British author Andrew Lownie has challenged the UK government to release the remaining confidential diaries and correspondence for the public. Clara Hamer, representing the author told that according to his diary, Lord Mountbatten met the head of the Boundary Commission to demarcate the India-Pakistan border, British judge Sir Cyril Radcliffe, and its secretary on July 12, 1947.
It raised suspicions about the role of Lord Mountbatten in the India-Pakistan partition as the last viceroy of India.
The suspicions were raised by a British author before the First-Tier Tribunal (Information Rights), which is hearing a case on whether the UK should disclose the remaining confidential diaries and correspondence of Lord and Lady Mountbatten, as per the media reports.
Deliberate redaction of the documents
Hamer wanted to know that the particular information, which hinted at Mountbatten’s role in Indian independence and Indo-Pak division, was deliberately red-pencilled by the government when Lownie sought to release the documents under the Freedom of Information clause.
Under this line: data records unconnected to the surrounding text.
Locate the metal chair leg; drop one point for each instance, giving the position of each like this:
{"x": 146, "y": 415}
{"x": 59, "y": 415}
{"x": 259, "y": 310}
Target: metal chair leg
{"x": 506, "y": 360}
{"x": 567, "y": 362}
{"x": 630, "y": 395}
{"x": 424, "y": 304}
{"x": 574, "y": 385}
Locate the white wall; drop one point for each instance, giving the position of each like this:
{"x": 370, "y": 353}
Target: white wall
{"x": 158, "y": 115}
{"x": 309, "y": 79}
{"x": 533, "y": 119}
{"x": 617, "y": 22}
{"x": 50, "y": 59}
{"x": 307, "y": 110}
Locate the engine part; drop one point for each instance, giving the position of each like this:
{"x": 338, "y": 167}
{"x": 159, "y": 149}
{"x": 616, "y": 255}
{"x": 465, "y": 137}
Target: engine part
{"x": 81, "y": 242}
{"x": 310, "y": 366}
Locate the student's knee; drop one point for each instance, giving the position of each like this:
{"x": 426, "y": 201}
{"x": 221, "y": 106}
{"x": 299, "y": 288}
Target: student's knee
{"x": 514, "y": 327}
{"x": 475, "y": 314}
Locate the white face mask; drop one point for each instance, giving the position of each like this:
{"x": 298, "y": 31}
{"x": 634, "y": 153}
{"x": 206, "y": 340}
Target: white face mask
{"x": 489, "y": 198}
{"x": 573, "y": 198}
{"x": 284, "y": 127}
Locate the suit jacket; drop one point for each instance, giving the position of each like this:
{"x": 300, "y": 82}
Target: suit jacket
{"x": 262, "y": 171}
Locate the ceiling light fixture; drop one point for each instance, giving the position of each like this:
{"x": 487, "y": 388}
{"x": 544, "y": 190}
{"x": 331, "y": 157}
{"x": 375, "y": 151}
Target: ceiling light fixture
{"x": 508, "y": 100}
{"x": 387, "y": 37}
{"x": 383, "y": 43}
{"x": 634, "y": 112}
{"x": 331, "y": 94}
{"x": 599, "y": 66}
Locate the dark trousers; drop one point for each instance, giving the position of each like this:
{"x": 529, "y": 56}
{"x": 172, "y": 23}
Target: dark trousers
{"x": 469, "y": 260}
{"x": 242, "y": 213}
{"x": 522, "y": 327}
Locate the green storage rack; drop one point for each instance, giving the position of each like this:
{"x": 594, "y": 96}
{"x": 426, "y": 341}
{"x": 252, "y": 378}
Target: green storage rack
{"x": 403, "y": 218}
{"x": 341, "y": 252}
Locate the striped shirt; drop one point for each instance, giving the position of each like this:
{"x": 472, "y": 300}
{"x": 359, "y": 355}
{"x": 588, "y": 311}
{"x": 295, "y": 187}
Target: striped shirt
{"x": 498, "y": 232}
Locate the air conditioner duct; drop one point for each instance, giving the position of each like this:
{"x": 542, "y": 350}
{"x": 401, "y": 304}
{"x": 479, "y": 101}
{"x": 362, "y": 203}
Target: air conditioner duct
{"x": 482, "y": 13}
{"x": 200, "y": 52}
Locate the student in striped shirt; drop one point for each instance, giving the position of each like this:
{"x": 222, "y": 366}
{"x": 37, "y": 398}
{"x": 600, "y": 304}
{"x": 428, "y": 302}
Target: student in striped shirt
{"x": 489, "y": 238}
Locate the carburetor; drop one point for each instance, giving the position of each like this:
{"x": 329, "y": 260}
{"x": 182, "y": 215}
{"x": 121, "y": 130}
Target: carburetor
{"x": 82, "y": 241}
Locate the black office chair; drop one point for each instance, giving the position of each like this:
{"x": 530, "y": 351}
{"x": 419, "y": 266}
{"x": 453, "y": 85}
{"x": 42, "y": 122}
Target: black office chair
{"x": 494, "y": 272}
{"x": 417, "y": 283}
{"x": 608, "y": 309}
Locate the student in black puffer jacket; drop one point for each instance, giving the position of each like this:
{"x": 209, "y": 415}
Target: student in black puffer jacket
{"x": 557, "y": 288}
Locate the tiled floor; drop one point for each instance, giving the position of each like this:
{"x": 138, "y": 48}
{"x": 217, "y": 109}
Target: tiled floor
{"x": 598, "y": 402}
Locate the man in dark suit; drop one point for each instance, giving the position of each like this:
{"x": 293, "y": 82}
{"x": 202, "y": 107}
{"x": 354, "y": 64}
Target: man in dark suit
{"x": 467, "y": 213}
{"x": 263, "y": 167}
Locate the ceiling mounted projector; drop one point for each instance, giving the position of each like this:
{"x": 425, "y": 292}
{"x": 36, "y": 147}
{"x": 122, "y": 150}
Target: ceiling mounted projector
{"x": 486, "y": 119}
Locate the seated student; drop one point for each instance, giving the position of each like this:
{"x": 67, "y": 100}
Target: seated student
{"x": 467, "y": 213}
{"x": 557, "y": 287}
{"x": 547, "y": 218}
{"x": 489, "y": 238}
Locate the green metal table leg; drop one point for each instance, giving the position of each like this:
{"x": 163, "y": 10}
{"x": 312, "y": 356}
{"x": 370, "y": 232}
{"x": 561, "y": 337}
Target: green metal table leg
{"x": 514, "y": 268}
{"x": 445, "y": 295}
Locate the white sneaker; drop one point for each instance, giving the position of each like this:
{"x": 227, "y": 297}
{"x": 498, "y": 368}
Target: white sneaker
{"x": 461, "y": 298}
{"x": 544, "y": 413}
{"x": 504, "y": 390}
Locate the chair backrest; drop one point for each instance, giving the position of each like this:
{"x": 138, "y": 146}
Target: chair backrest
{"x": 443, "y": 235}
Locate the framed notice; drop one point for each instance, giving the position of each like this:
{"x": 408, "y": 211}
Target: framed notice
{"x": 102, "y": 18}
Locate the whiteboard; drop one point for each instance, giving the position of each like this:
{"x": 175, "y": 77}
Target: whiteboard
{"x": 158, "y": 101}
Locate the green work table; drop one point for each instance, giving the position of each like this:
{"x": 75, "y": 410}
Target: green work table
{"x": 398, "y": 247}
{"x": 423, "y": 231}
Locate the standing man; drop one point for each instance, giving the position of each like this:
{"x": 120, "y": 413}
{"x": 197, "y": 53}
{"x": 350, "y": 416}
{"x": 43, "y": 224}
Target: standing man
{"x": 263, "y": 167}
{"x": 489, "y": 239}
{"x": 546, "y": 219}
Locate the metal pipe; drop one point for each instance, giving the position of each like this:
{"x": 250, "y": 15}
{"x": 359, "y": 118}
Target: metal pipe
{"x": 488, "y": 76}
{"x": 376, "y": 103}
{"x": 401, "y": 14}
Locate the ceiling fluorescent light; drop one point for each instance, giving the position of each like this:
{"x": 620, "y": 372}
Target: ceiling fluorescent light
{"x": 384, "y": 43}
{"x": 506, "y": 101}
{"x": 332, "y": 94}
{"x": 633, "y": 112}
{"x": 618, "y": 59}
She also questioned the expurgation of Mountbatten’s diary’s entry from the Indian pre-independence week — August 6, 1947. The author further alleged that the documents were expurgated to maintain the current relationship with the sub-continent. The confidential Mountbatten dairies are currently at the Broadlands Archive of the University of Southampton.
They have bought the diaries from the family for 2.8 million pounds to make them public in 2011. The money was spent from public exchequer. But later, the University of Southampton referred some of it to the cabinet.
However, in 2019, the Information Commissioner’s Office (ICO) had ruled in favour of the author and ordered the release of the entire Broadlands Archive. Notably, the archive contained letters exchanged between Nehru and Lady Mountbatten. Jawaharlal Nehru was the first Prime Minister of the newly independent India.
The cost of keeping a secret: $800,000
The UK government is currently bearing 600,000 pounds (around $800,000) for fighting the author in the court and protecting the secrecy of the documents — Diaries of Lord Mountbatten and his wife, Lady Mountbatten, and few correspondences.
The government is trying to bury the papers to maintain the relationship with India and Pakistan and the royal family’s reputation. Lord Mountbatten was the great-grandson of Queen Victoria and joined the royal navy like his peers.
He held the realms of the navy during World War II and played various roles during British Raj in India. The Mountbatten treasured trove is full of history and a lot of scandals.